Ok so here is an update ~1 month later. The poa a i had is definitely hurting. i guess it could be in part the weather warming up. KBG is taking over those areas. Here are some shots from today.







I will reapply this week as I think it is coming out of regulation.


----------



## Jconnelly6b (Mar 4, 2018)

That definitely looks like chemical kill. The spots I have going dormant just turn into a pale green and wilt away. Not brown like that.

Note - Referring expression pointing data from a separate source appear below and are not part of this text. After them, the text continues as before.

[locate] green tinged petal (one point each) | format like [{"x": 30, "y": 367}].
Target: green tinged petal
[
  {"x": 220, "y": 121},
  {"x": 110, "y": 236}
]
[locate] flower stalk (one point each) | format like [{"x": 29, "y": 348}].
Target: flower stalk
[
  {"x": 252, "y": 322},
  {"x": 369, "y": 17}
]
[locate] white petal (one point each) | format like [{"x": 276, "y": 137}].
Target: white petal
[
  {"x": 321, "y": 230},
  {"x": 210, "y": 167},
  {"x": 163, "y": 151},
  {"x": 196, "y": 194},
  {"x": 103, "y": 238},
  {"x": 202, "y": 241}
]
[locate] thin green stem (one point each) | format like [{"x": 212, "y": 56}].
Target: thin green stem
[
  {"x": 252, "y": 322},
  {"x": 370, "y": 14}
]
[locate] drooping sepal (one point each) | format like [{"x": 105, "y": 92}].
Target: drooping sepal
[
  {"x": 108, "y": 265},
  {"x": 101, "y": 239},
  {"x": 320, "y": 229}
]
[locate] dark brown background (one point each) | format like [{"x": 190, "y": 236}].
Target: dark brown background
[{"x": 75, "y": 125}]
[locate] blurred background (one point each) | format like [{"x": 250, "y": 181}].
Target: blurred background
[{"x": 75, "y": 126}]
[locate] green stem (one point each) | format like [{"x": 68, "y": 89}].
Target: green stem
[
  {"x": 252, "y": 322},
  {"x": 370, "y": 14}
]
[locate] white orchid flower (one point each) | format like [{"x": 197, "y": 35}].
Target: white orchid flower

Seems like it has some control. The question becomes - when would be the opportune time to kill it? Early spring before it goes to seed? I think that's when we want our grass to be waking up and rolling.


----------



## MD Mallard (Apr 15, 2019)

Can anyone provide an update on their Poa Triv a year later?


----------



## gm560 (Feb 22, 2018)

It came roaring back.


----------



## Bigdrumnc (Mar 28, 2019)

Yup it's back in full force. It knocks it back and shrivels in the canopy at best.


----------



## VALawnNoob (Jun 9, 2020)

It would come roaring back even if we keep our lawns in regulation this entire time?


----------



## gm560 (Feb 22, 2018)

Like when the lawn is dormant?


----------



## davegravy (Jul 25, 2019)

VALawnNoob said:


> It would come roaring back even if we keep our lawns in regulation this entire time?


Good question!


----------



## davegravy (Jul 25, 2019)

gm560 said:


> Like when the lawn is dormant?


When the desirables are dormant but the poa is growing.


----------



## VALawnNoob (Jun 9, 2020)

yes that's exactly why i'm asking. when the good grass is dormant, putting PGR shouldn't hurt right? yet it would knock down the POA so if it was apply the entire time, wouldn't this keep the Triv from roaring back? Can someone please explain this for me ... or better yet if they have actually tried this?


----------



## gm560 (Feb 22, 2018)

No idea what, if anything, PGR would do to dormant grass or grass in the process of coming out of dormancy. Might be a fun experiment.


----------



## RyanDan (Apr 25, 2020)

Hello Everyone, I used Anuew this year and i loved what it did for my turf, and i'll be using it again in 2022. With that being said i did not have great results with it on my POA-A. I actually think it helped the POA survive the summer heat better as it was hot and i had almost zero die off. It also didn't bleach out at all when i hit it with mesotrione. I've attached some photos of my POA under max rate regulation. Also, i have some POA-T in my lawn, and it actually didn't seem to regulate it nearly as much as the desirable turf. It grew just as fast as the fescue which also didn't seem to be regulated anywhere close to as much as the RYE and *** was.


----------



## Kissfromnick (Mar 25, 2019)

gm560 said:


> No idea what, if anything, PGR would do to dormant grass or grass in the process of coming out of dormancy. Might be a fun experiment.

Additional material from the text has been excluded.